As FreedomWorks president Matt Kibbe wrote in Forbes, on the sequestration,

Congress made a promise to the American people to produce those savings. Now, some members of Congress are concerned the sequester’s defense savings are too deep. But that’s not a good reason to “call the whole sequester off.” Rather, it’s a reason to come up with a new mix of defense and non-defense savings by Jan. 1. The overall level of savings is a promise to taxpayers that must be kept.

What President Obama wants is to punish the wealthy and keep his momentum from the election. He wants economic fairness, and I say we should give it to him, though not in the form he expects: keep the tax rates as they are for everyone.

Over at The Right Sphere, RB Pundit says to tell President Obama that he should craft a bill, and Republicans in the House will pass it. Conservatives would then hold the liberals accountable for everything in it.

The first trouble is the amount of awful junk Democrats would put into such a bill: everything from public sector union pension increases and blue state bailouts to high speed rail.  The second issue is that it’s not possible to hold Congressional Democrats responsible for anything they do. 

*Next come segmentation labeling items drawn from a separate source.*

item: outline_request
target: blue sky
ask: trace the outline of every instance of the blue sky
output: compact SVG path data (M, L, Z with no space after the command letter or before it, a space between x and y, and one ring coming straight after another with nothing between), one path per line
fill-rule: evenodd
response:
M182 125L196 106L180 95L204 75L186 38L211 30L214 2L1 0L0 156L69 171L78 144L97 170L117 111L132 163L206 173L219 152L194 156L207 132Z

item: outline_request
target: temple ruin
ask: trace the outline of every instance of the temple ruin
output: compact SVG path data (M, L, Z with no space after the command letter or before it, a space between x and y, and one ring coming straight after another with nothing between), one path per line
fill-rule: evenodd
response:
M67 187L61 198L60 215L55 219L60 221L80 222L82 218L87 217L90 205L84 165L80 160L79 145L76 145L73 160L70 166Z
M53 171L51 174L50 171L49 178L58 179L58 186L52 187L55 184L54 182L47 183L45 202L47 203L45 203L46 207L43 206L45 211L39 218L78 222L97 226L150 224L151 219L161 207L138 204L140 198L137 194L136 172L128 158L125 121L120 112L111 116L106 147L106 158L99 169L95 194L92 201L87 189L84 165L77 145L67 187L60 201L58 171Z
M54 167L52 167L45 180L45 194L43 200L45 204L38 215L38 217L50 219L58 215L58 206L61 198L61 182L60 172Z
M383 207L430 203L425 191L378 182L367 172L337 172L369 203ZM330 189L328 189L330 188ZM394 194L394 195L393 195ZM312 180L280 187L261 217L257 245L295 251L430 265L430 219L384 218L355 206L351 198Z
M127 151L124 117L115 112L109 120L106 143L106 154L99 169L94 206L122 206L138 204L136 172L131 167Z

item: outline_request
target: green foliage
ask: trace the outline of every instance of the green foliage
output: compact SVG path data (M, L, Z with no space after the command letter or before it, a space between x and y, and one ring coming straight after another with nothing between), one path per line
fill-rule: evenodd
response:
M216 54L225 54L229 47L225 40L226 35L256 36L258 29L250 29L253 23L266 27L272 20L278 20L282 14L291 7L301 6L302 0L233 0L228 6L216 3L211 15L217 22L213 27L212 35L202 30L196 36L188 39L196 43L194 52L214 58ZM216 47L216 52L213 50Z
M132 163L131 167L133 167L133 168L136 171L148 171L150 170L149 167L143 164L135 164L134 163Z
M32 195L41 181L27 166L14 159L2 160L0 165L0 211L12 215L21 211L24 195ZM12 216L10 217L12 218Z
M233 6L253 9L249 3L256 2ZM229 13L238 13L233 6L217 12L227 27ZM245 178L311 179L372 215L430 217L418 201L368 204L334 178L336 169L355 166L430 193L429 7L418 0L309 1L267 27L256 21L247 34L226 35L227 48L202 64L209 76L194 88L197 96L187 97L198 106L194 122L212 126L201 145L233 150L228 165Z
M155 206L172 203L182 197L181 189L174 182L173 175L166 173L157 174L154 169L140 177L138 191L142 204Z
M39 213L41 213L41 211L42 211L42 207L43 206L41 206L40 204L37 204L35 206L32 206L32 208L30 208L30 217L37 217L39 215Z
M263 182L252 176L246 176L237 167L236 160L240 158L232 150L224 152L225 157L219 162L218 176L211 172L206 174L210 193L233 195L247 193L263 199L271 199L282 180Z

Jim Pethokoukis shows 3 charts that illustrate just what’s happened to the tax code since 1979:  lower income tax rates have gone down much faster than those for upper income earners. 

The tax rates are fine as they are, and should be kept as they are for everyone. The defense and other cuts need to be aligned with the mission of each program or department being cut.

All I’m proposing, in a word, is fairness.